The problem is that I haven't heard of any Enron board member saying anything remotely close to that. Until they do, they don't deserve a seat on any board I want to invest in. That's not blacklisting. That's determining a criterion and seeing who meets it.

Then it appears your options at the moment are to let management know exactly how you feel about Frank Savage sitting on the Qualcomm board and if a resolution that meets your satisfaction is not met, there are plenty of other companies out there worthy of investment.

BB



To: Mike Buckley who wrote (50381)2/15/2002 3:10:38 PM
From: Jacob Snyder  Read Replies (3) | Respond to of 54805
 
The Enron witch hunt, and double standards:

The first written legal code was the Code of Hammurabi. They set out a list of specific punishments and fines,for different crimes. But the punishment was different, depending on the social status of the criminal and victim. A noble, or a soldier, got a different punishment, than the same crime done by a commoner.

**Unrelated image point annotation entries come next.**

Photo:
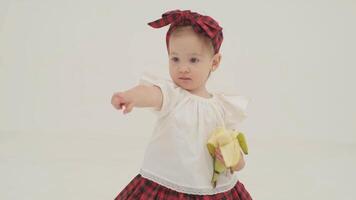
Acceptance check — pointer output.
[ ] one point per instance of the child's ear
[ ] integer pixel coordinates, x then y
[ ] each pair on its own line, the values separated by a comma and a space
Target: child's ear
216, 61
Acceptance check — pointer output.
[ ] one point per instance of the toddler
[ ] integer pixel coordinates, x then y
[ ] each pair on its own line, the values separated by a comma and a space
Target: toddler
177, 163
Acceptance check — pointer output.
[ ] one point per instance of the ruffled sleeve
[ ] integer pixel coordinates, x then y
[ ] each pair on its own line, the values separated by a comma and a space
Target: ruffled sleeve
234, 107
170, 92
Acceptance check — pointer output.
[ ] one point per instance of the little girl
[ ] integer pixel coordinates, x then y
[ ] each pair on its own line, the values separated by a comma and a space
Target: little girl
177, 163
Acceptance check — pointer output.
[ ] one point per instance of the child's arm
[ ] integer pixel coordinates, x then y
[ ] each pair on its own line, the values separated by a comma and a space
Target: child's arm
139, 96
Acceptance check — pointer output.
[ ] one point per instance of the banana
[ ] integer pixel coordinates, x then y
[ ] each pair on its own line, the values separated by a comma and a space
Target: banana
243, 143
230, 144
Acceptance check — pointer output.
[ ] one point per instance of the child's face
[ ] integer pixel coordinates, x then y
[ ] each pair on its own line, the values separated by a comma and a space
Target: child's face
191, 57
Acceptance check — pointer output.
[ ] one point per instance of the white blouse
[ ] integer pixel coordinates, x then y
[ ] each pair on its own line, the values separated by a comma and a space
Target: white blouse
177, 156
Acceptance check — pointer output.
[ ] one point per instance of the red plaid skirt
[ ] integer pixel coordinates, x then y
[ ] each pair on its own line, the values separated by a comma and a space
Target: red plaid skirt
141, 188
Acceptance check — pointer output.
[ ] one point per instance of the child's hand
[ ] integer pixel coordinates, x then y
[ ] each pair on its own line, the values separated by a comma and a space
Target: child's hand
120, 100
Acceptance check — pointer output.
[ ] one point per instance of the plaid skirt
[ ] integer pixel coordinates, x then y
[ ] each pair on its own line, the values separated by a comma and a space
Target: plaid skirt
141, 188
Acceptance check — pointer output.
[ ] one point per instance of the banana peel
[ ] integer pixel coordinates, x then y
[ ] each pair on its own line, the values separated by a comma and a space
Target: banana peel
230, 142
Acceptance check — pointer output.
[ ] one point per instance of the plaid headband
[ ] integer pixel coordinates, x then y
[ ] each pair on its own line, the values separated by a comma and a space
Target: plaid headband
200, 23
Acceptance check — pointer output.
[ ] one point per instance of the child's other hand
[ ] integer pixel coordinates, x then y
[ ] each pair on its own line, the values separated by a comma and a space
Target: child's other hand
121, 101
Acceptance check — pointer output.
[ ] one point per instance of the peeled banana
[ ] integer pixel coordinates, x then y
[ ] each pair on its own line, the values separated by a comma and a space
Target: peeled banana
230, 142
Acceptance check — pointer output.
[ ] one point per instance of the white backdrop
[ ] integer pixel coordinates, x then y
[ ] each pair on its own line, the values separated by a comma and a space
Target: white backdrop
60, 62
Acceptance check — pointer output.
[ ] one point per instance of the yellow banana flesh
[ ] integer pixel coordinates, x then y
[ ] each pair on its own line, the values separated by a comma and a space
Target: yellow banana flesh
230, 144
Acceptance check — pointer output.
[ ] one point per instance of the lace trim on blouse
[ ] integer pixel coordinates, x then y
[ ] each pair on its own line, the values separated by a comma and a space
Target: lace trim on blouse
189, 190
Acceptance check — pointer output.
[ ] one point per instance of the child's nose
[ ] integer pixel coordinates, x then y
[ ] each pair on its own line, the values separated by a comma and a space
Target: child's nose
184, 68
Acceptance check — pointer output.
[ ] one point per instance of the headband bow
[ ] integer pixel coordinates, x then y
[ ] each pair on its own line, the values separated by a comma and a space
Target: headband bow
200, 23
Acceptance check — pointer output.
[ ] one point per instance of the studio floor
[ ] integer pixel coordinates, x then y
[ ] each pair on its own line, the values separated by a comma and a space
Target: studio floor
93, 165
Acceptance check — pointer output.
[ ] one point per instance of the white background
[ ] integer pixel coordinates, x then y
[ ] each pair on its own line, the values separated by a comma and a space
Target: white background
60, 62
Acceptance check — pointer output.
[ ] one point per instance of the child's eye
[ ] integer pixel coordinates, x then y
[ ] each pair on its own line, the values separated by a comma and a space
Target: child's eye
194, 60
175, 59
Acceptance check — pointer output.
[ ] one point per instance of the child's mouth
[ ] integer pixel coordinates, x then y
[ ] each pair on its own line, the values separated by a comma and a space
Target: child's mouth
182, 78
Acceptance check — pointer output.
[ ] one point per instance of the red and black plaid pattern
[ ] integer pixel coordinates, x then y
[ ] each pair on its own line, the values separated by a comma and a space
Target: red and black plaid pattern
141, 188
200, 23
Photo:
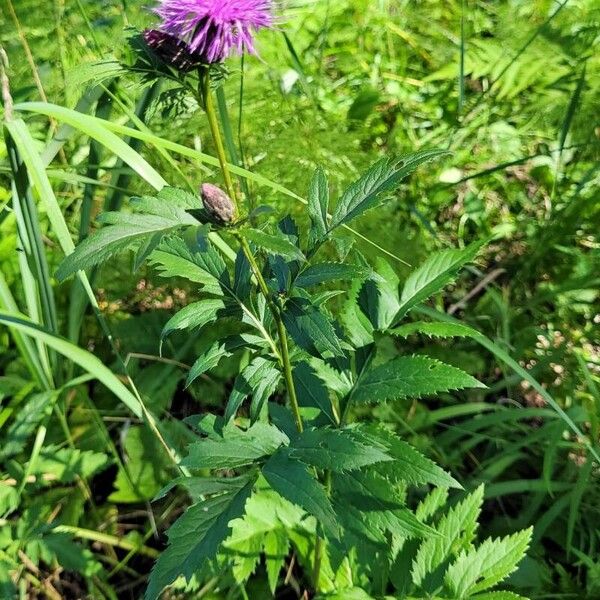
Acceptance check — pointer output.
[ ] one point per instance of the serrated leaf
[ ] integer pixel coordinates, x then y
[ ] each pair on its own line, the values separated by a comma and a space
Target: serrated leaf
310, 328
195, 537
318, 204
410, 377
294, 482
242, 281
483, 567
276, 244
259, 380
435, 500
336, 449
379, 503
457, 529
235, 448
436, 272
210, 358
409, 464
195, 315
174, 257
357, 325
199, 487
111, 240
382, 177
311, 390
378, 298
433, 329
322, 272
170, 202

It seems to me that we have the same differential justice system now, in practice.

If a teenager from the ghetto robs a convenience store, and steals 50$, he will probably do jail time, if he had a gun (even if he didn't use it). If an executive (or Board member, or accountant) gets rich (millions) in a scheme that ends up destroying the life savings (billions) and careers of thousands of other people, he probably won't do jail time. He probably won't have to give up more than a tiny fraction of his ill-gotten gains. I'll bet right now, every decision-maker at Enron who got rich, is busily hiding his money in untraceable foreign accounts. For the rich, educated, and powerful, we feel sympathy. We make excuses. They have many resources available to them, to defend themselves. They can "work the system" in a way the poor teenager can't. They get rehabilitated (the idiot savants who ran LTCM into the ground, are back in business, doing the same thing), a concept that has gone out of fashion when the poor get punished.

When I listen to the excuses made for the Enron Board, it reminds me of the excuses made for President Clinton, when he got caught lying to a Grand Jury. What Clinton did was a felony, and he admitted guilt. If he had been the manager of a McDonalds, he would have been fired. If I had done what he did, (circumstances precisely the same, except I'm not the President) I would have gone to jail.

To me, the question of what the Board members knew, is irrelevant. There are two, and only two, possibilities:
1. They knew, and therefore are criminals.
2. They didn't know, and therefore are incompetent.
Either way, they should not be allowed to continue in similar positions of power and trust, at other companies. If they aren't punished for their mistakes (of omission or commission), then they will, inevitably, repeat those mistakes elsewhere.

Recessions are a good thing, because Creative Accounting only comes to light when times are tough. We haven't had a real recession, one that really hurt, since 1974. We are long, long overdue for a cleansing, purifying witch hunt, where the lax standards and fuzzy morality that built up during Good Times gets punished. If a nation doesn't do this, every few years, you end up like Japan, where bad debts never get written off, bad decisions never get punished, bankrupt companies are not allowed to go under, and nobody is ever held personally responsible. And systemic problems never get solved.

It seems to me, the more power a person has, the higher a standard we should hold them to. Yet we seem to do it exactly the opposite. The more damage a person does, the easier we are on him.